2009 nasıl geçti diye sorarsanız, bilmiyorum derim size. Belki de her yıl gibi geçti işte. Hüzünlü, sevinçli, şok haberlerle, aramıza yeni katılanlarla, aramızdan ayrılanlarla, hasretlikle geçti 2009. Belki de diğer tüm yıllar gibi. Büyümüş olmanın, anne olmanın ne kadar zor olduğunu iliklerime kadar hissettim bu yıl. Bittiği için sevindiğim eski yılları özlemle andığım zamanlar oldu.İyi ki geldin dediğim zamanlarda... Kötü olaylar yaşadım, iyiler kadar...Biliyorum aslında bir tek kötü olaylar benim başıma gelmiyor ya da bir tek ben yaşamıyorum hayal kırıklıklarını. Ama bilmek bazı şeyleri değiştirmiyor ya da yaşananları hafifletmiyor tabi. Tüm ağırlıkları sırtımda hissetsemde ben bu bir yeni yıl yazısı olacaktı değil mi?

Tamam işte ta kendisi. Kardeşimi çokkk uzaklara askere gönderdiğim, boğazıma kadar tezimle dolu olduğum, artık haber dinlemeye bile korktuğum ve daha buraya yazamayacağım bir çok nedenden dolayı ancak böyle bir yeni yıl yazısı çıkabilirdi. Dedim ya size 2009 benim büyüdüğüm yıl oldu. Kendimle hesaplaştığım, belki barışırım diye umut ettiğim ama başaramadığım....

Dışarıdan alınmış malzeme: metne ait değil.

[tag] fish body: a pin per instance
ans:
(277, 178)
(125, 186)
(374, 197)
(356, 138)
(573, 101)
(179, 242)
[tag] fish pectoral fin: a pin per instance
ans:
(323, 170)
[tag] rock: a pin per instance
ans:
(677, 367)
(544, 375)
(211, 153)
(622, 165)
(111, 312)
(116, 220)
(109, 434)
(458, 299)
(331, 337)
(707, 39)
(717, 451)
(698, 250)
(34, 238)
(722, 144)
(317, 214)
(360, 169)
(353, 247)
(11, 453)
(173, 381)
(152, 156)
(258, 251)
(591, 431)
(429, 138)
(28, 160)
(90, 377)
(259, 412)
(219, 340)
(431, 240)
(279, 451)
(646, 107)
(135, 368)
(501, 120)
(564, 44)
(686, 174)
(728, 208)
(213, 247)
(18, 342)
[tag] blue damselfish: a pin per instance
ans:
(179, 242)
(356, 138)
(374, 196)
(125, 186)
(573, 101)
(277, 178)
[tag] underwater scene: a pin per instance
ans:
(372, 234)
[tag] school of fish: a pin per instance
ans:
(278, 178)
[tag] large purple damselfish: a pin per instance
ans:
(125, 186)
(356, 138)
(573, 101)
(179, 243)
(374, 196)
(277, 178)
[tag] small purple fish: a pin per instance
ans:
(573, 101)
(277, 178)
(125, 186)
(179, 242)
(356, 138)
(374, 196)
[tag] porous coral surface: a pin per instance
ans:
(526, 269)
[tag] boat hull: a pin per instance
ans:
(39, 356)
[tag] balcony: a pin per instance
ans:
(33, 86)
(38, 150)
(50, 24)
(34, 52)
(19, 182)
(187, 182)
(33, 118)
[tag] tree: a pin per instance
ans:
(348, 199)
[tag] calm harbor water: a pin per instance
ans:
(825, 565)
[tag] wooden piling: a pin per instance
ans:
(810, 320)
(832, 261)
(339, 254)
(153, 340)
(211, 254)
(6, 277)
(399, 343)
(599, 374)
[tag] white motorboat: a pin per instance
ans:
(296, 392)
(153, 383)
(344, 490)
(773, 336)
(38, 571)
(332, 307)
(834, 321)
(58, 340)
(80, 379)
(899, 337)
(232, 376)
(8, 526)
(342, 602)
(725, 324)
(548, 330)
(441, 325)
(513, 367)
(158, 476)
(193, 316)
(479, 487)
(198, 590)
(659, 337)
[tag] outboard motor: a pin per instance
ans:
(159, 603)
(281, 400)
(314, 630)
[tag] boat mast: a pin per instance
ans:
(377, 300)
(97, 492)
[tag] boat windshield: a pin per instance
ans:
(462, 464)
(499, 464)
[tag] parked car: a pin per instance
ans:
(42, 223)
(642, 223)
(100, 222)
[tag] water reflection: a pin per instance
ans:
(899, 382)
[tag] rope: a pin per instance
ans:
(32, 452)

Size 2010 ile ilgili iyi dileklerimi ileteceğim elbet. Ama biliyorum fark olmayacak gelenle gidenin arasında. Belki de aratacak kimbilir. Ama yazdım ya size tüm bunlarda hayata dair işte. Belki de son söz şöyle yazabilirim size; yaşananlar yaşandı, yazılanlar yazıldı, acılar, sevinçler, hayal kırıklıkları, yaşadığım şoklar,hasretler hepsi kalbimde. Güle güle 2009 ve hoşgeldin 2010. Umarım iyi hatırlanırsın...

20 Aralık 2009 Pazar

Gitmek...

Gitmek istediğim yalan değil. Arkama bakmadan çekip gitmek istiyorum oğlumu cebime koyup. Hep derler ya dertler tek başına gelemeyecek kadar korkaktırlar diye. İşte yine korktular. Sıra sıra dizildiler şimdi arka arkaya geliyorlar sağolsunlar. Artık bilmiyorum bu akın ne zaman sona erer. Biter mi onu da bilmiyorum. Sadece bu kadar sakin nasıl kalabildiğime şaşırıyorum. Kötü haber almadan geçirdiğim tek günüm yok. Başlangıcı belli aslında. Üzülmek hem de çok üzülmek istiyorsanız hayatta büyük iyilikler yapın. Gerçekten. Hayır hayır yanlış yazmadım. Hatta iyiliğiniz ne kadar büyük olursa o denli üzülüyor ve yıkılıyorsunuz. Çokkk büyük bir bedel ödüyorsunuz.
Ne barındığım eve sığıyorum, ne bütün gün çalıştığım işyerime ne de yaşadığım bu şehre hatta dünyaya. İstediğim tek şey çekip gitmek. Ben hayatı kabullendikçe o bana yeni sürprizler hazırlıyor. Hem de en kötülerinden. Belki de ben yanlış yapıyorum. Hem de en büyüğünden. Bu kadar mutsuz olmak için ne yaptım bilmiyorum. Hayat bana ne zaman gülecek ya da gülecek mi onu da bilmiyorum.....

30 Mayıs 2009 Cumartesi

Ankara'da Kır Çiçekleri ve Can Yücel Şiirleri....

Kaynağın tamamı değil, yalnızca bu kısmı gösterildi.